- [Narrator] The oldest surviving record of an eclipse comes from Yin, an ancient capital city in China.

It was carved on a tortoise shell.

Three flames ate the sun, and big stars were seen.

A lot of ancient stories from the Americas to Scandinavia to India refer to the sun being eaten.

People thought some deity was angry, or these were omens that meant a king would die.

And some of those kings were nervous enough, they appointed people to study the sky and take lots of notes.

What started out as fearful fascination turned into something more scientific.

Freaking out about eclipses kick-started astronomy.

One of these early astronomers, Hipparchus used an eclipse to calculate the distance to the moon.

There was a total eclipse in his hometown, but he heard that 600 miles due south, only four fifths of the sun was obscured.

That was all he needed.

See, Hipparchus was all about this new kind of math involving lots of angles and triangles.

He calculated that the moon was between this far away and this far away.

This was hundreds of years before telescopes, and we'd already started to measure the solar system.

By the 17th century, the moon's size and distance were well known, but no one knew why the moon orbited earth.

Then a real oddball named Isaac Newton figured out the law of gravity.

But some people needed convincing.

Newton's hype man, Edmund Halley, that guy they named a come after said, "okay, Newton's law of gravity determines the moon's orbit so I should be able to use that law to predict exactly when the moon will go in front of the sun."

He calculated that an eclipse would hit Britain at 9:05 AM on May 3rd, 1715.

And he printed up these handy posters that reassured everyone, no, the king isn't going to die.

Halley got impressively close.

The sun went dark at nine sharp, and that eclipse proved Newton wasn't crazy.

He was a genius.

People went on to use Newton's ideas to accurately predict the orbits of most of the known planets.

But two planets had unexpected wobbles, Uranus and Mercury.

In France, tireless mathematician Urbain Le Verrier used lots of equations to show that it must be the gravity of unknown planets pulling Uranus and Mercury off track.

He calculated exactly where the planet pulling on Uranus would have to be.

And when astronomers went to look, there it was, they named it Neptune.

Le Verrier was psyched, and he was so sure they'd find a planet pulling on Mercury too.

He preemptively named it Vulcan.

But here's the problem, Vulcan was supposed to be right here just hidden by the sun's glare.

Vulcan hunters would need an eclipse.

Every time one rolled around, scientists including Thomas Edison scoured the sky.

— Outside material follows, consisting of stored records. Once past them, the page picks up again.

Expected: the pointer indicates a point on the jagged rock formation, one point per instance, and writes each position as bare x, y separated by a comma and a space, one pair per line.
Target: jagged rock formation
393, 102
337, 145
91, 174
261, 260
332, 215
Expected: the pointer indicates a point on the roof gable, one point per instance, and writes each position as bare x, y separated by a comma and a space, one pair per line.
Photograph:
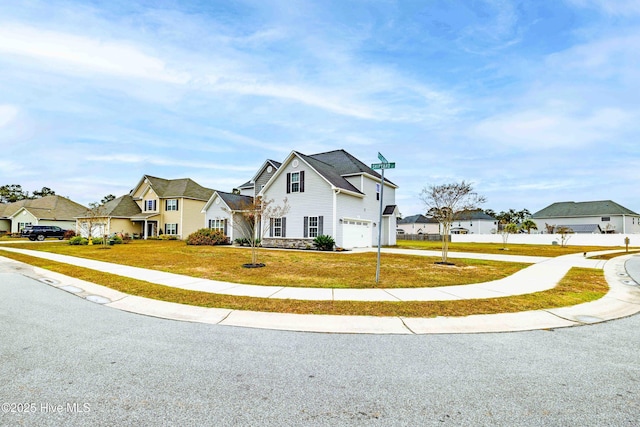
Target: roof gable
573, 209
168, 188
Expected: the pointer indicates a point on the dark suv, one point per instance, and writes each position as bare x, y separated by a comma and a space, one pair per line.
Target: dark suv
41, 232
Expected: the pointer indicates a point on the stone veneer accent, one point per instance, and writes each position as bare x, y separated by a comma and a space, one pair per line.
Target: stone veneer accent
285, 243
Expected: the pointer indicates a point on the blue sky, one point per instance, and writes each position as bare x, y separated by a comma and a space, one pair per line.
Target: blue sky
534, 102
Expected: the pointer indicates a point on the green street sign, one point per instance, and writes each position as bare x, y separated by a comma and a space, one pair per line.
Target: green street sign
385, 165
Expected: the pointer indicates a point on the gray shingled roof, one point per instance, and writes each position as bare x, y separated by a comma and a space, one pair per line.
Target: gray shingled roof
183, 187
122, 207
329, 172
235, 201
417, 219
573, 209
48, 207
345, 164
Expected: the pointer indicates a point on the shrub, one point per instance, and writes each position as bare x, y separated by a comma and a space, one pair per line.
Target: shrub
324, 243
207, 236
78, 240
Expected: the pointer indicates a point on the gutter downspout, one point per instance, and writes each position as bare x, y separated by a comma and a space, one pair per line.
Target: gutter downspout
336, 191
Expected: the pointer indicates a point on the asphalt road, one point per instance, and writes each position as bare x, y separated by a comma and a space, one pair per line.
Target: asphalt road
68, 361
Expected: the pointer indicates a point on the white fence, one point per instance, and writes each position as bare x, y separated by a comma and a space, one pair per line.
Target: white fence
548, 239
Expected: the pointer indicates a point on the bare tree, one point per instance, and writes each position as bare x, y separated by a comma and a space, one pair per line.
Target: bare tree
93, 219
445, 203
507, 229
254, 220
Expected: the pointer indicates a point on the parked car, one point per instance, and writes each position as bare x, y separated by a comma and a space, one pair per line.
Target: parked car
41, 232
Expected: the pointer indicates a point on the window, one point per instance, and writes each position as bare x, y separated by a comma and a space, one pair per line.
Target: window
295, 182
312, 226
171, 205
171, 229
277, 227
217, 224
149, 205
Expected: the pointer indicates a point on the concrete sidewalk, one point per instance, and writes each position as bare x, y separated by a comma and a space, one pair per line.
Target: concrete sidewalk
622, 300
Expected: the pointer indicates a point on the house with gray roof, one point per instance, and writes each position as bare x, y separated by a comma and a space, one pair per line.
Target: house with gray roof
418, 224
331, 193
603, 216
49, 210
155, 206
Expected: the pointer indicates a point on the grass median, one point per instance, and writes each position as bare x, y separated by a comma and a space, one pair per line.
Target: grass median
578, 286
310, 269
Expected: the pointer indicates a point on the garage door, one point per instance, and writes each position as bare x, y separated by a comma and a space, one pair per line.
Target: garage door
356, 234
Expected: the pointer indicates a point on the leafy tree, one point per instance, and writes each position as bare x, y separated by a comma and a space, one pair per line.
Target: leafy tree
507, 229
256, 219
46, 191
528, 225
445, 203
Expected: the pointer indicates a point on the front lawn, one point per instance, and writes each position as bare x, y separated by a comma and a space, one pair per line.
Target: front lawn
578, 286
497, 248
291, 268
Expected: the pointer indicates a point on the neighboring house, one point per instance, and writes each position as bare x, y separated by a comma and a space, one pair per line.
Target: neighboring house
333, 194
603, 216
223, 211
474, 222
418, 224
48, 210
169, 206
112, 217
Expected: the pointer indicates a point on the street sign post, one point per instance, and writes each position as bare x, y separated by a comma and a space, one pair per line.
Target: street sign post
381, 166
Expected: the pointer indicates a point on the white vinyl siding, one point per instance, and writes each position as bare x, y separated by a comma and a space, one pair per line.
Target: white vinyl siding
171, 229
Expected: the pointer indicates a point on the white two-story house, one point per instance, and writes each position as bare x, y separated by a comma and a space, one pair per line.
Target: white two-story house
330, 193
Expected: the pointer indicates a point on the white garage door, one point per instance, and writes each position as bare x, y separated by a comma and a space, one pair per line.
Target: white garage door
356, 234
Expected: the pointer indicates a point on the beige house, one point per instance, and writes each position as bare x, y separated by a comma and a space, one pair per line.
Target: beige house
154, 207
48, 210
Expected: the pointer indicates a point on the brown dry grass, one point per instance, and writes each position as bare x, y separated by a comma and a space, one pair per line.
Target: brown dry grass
496, 248
291, 268
578, 286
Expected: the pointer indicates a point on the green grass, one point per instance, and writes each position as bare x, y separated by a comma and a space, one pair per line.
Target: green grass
578, 286
291, 268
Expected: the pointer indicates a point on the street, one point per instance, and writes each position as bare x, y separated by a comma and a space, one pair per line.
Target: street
68, 361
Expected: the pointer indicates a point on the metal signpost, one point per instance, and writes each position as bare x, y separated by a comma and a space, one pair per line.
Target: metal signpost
382, 166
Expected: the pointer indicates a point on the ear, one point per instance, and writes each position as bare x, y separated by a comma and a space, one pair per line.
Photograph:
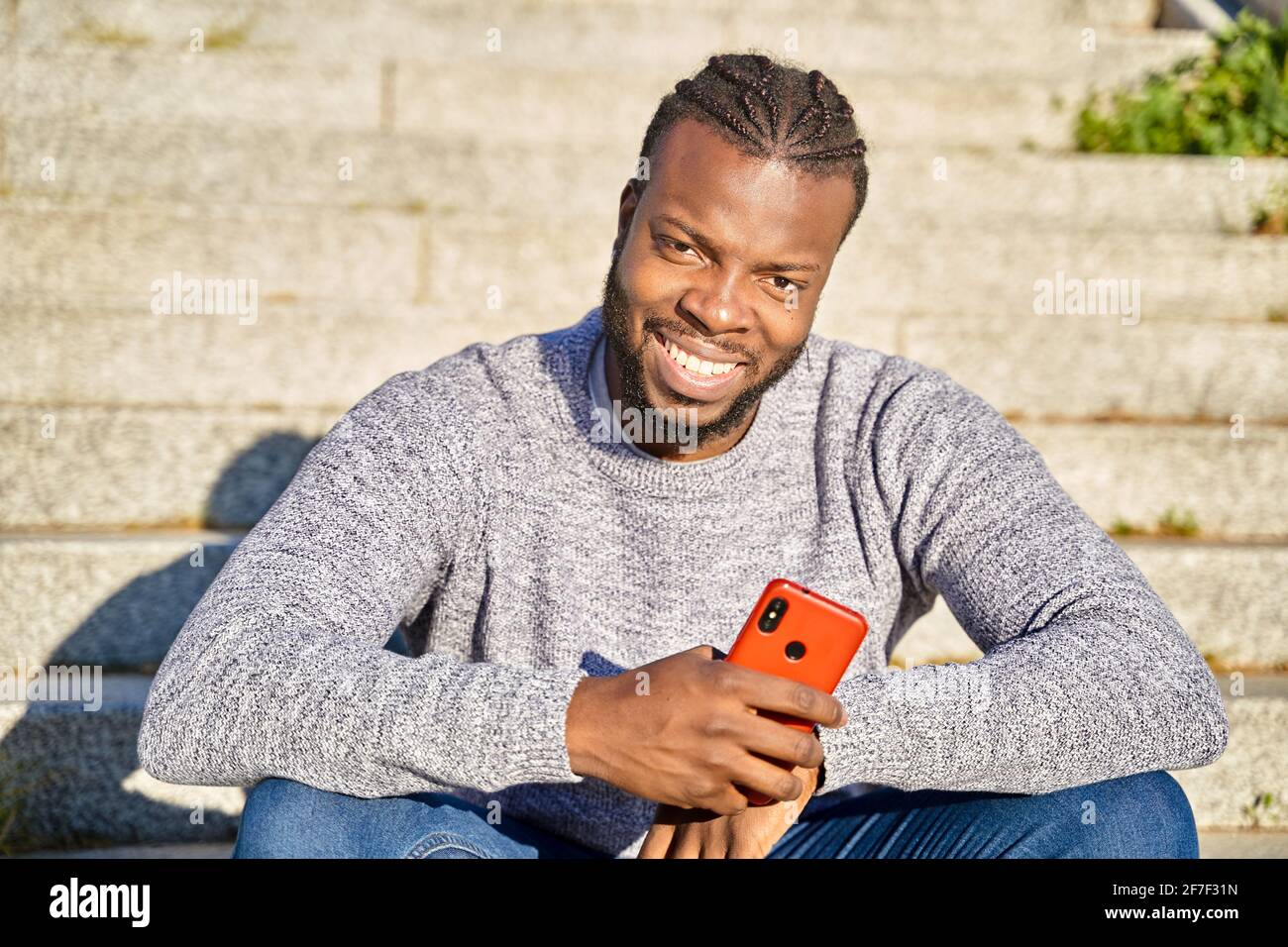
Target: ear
626, 213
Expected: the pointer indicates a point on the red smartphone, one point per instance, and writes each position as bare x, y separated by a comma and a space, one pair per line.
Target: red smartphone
798, 634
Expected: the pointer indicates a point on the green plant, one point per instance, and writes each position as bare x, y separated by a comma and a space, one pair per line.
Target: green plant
1177, 525
1232, 101
1270, 218
1262, 809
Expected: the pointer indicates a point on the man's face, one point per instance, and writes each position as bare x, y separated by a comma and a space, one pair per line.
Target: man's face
724, 257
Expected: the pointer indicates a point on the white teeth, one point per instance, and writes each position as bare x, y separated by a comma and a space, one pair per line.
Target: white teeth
696, 365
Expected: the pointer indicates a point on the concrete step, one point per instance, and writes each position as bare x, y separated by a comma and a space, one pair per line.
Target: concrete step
91, 789
72, 776
883, 40
1245, 844
160, 467
101, 165
321, 356
503, 101
331, 254
329, 355
1215, 590
111, 599
909, 270
119, 599
1166, 368
290, 253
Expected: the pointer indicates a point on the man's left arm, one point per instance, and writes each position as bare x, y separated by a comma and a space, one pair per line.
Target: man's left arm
1086, 674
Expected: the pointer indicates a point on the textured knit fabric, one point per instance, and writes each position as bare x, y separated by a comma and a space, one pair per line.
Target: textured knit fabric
469, 501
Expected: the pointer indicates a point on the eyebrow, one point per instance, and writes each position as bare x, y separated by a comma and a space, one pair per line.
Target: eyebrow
700, 240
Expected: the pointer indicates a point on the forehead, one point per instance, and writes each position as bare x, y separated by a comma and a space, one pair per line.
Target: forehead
747, 206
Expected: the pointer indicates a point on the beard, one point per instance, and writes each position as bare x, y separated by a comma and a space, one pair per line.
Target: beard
616, 318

But those eclipses never revealed Vulcan.

It just wasn't there.

Mercury's wobbly orbit remained a mystery until Albert Einstein came along.

Einstein had this radical new theory, the general theory of relativity, and indeed Vulcan unnecessary.

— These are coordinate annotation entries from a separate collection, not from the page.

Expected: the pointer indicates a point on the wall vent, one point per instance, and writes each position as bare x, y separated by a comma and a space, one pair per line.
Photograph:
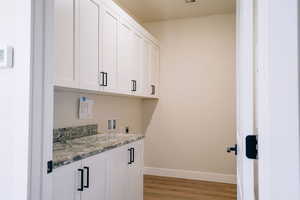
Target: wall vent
190, 1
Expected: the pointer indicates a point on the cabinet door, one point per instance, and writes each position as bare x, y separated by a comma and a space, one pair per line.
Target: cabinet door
95, 177
145, 69
109, 49
154, 70
66, 182
89, 15
118, 174
66, 73
135, 172
124, 58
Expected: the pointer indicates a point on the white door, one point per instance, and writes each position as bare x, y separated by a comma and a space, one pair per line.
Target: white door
245, 97
278, 99
124, 58
136, 67
95, 177
67, 182
66, 73
89, 15
109, 51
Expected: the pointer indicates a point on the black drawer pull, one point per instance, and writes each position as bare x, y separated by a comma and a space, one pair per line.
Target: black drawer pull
153, 89
81, 180
133, 85
133, 156
106, 81
87, 177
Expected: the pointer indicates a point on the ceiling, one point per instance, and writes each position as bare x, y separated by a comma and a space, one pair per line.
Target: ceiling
157, 10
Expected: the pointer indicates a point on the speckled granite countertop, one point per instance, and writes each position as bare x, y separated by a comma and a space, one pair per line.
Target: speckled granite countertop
80, 148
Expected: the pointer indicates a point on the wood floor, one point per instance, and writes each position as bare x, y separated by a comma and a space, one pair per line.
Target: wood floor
162, 188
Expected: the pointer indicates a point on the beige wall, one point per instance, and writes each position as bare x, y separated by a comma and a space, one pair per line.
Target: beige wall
127, 111
194, 121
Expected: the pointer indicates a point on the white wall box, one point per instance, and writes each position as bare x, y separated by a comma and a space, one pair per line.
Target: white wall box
101, 49
89, 43
113, 175
66, 72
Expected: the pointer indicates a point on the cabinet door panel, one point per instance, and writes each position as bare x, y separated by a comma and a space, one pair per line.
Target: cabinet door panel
89, 15
119, 173
154, 69
135, 173
66, 181
145, 68
66, 74
124, 58
109, 50
97, 168
137, 63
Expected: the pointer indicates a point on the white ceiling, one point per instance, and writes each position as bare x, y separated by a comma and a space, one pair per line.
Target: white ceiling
157, 10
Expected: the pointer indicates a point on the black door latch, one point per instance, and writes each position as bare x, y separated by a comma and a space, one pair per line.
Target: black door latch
231, 149
251, 146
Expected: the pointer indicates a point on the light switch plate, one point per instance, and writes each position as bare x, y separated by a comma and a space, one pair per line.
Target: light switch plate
6, 57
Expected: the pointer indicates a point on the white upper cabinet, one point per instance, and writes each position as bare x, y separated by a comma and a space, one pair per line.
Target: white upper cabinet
154, 70
89, 43
67, 182
95, 177
109, 72
125, 58
100, 48
66, 74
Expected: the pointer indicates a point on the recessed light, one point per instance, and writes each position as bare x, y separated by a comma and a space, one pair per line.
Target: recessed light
190, 1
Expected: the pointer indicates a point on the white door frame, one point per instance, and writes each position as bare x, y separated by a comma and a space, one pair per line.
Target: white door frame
42, 99
245, 96
278, 109
278, 99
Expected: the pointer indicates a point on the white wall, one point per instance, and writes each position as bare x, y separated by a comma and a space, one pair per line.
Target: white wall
194, 120
15, 23
127, 111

According to the theory, Mercury was thrown off course because the sun's bulk was warping the very fabric of space time.

Einstein's equations predicted the wobbly orbit perfectly, but as always, some people demanded more proof.

And once again, an eclipse came in useful.

In 1919, the darkened skies allowed scientists to see stars near the sun.

And just as Einstein predicted, the sun's huge mass nudged the starlight off course.

Those results made him an instant celebrity.

(camera shutter clicks) (soft music) During the solar eclipse, you can see the sun's fiery atmosphere.

Here's the reddish chromosphere.

In 1868, scientists studying the light of the chromosphere found evidence of an unknown element.

They named it Helium after the Greek sun God, Helios.

It took another 27 years before someone discovered Helium on earth.

Where the chromosphere ends, the feathery Corona begins, it sends blasts of charged particles into the solar system, and these space storms can take out electronics on Earth.

They could even potentially kill interplanetary astronauts.

So how does the Corona work?

Well, there's a lot we still don't know, partly because we can really only investigate it when something blocks the overpowering brilliance of the sun's disc.

We've built advanced instruments to try and do that, but the moon still does the job much, much better.

That's why even after all these years, scientists still flock to eclipses, point their gadgets at the sky and make the most of that brief moment in the moon shadow to shed new light on the sun.